RWANDA’S FIGHT AGAINST CORRUPTION TREND ACCORDING TO CORRUPTION PERCEPTION INDEX

“Improving the Scoring with one point in Transparency International’s global index is a huge achievement. Rwanda’s improved score was on many new initiatives namely free movement of people, ease of online application and of doing business,” said Immacule Ingabire, the Chairperson of Transparency International Rwanda at the launch of the corruption perception Index (CPI)2018 when reacting at Rwanda improvement by one point to score 56 out of 100, making it one of the five least corrupt countries in Sub-Saharan Africa and 48th worldwide out of 180 countries surveyed.
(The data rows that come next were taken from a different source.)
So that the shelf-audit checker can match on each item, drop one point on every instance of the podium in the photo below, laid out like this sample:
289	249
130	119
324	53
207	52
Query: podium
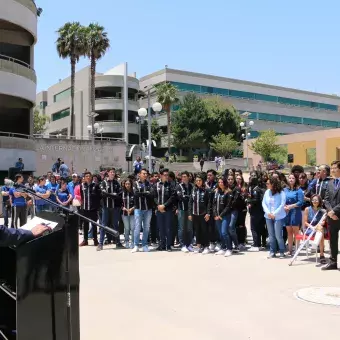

CPI has been released by Transparency International Secretariat since 1995 and for the last 7 years, Rwanda has been ranked among the least corrupt globally and among the top least corrupted in sub-Saharan region. The average score at global level is 43/100 and more than 2/3 of ranked countries score below 50/100. But since 2012, the least score Rwanda got was 49 in 2014 whereas in 2012 and 2013, they got the same score 53, 54 for 2015 and 2016 and for 2017, Rwanda got 55. Being located from the least scoring region Sub-Saharan Africa with the regional average 32%, Rwanda is among the top 5 scoring in the region along with Seychelles, Botswana, Cape Verde and Namibia.

During the launch of CPI 2018 in Rwanda, Transparency International Rwanda (TI-Rw) has compared the survey with Rwanda Bribery Index (RBI) 2018, the 9th edition published, the annual publication conducted by TI-RW which aim at establishing experiences and perceptions of this specific form of corruption in Rwanda. The comparison showed that there are a lot of similarities, for example the 2018 CPI showed an improvement in scoring, the same it was for was RBI 2018.

Though Rwanda is performing well, there is still a long way to go, as explained by Transparency International Rwanda. There is a need among others, to empower citizens to hold governments accountable, close the implementation gap between anti-corruption legislations, practice and enforcement and ensure media development and also protect press freedom.

As far data are concerned, among 13 data sources used to construct the CPI 2018, six were used for the Rwandan CPI, those are African Development Bank Governance Ratings, Bertelsmann Foundation Sustainable Governance Indicators, Global Insight Country Risk Ratings, World Bank - Country Policy and Institutional Assessment, World Economic Forum Executive Opinion Survey (EOS) and Varieties of Democracy (VDEM) Project. The selection of sources were based on specific criteria : reliable data from credible institution, data addresses corruption in public sector, at least four pint scale, cross country comparability and multiyear data set.

2018 year’s theme was : Corruption and the crisis of democracy. The theme was selected in consultation with TI movement and was the topic that most resonated with chapters according to the CPI survey. As far as methodology is concerned, selection of sources are based on reliable data from credible institutions and data from different sources is standardized around the mean and rescaled to a scale from 0 (highest level of perceived corruption) to 100 (lowest level). CPI is also calculated as simple (non-weighted) average of all available rescaled source scores per country where minimum of 3 data sources per country are used.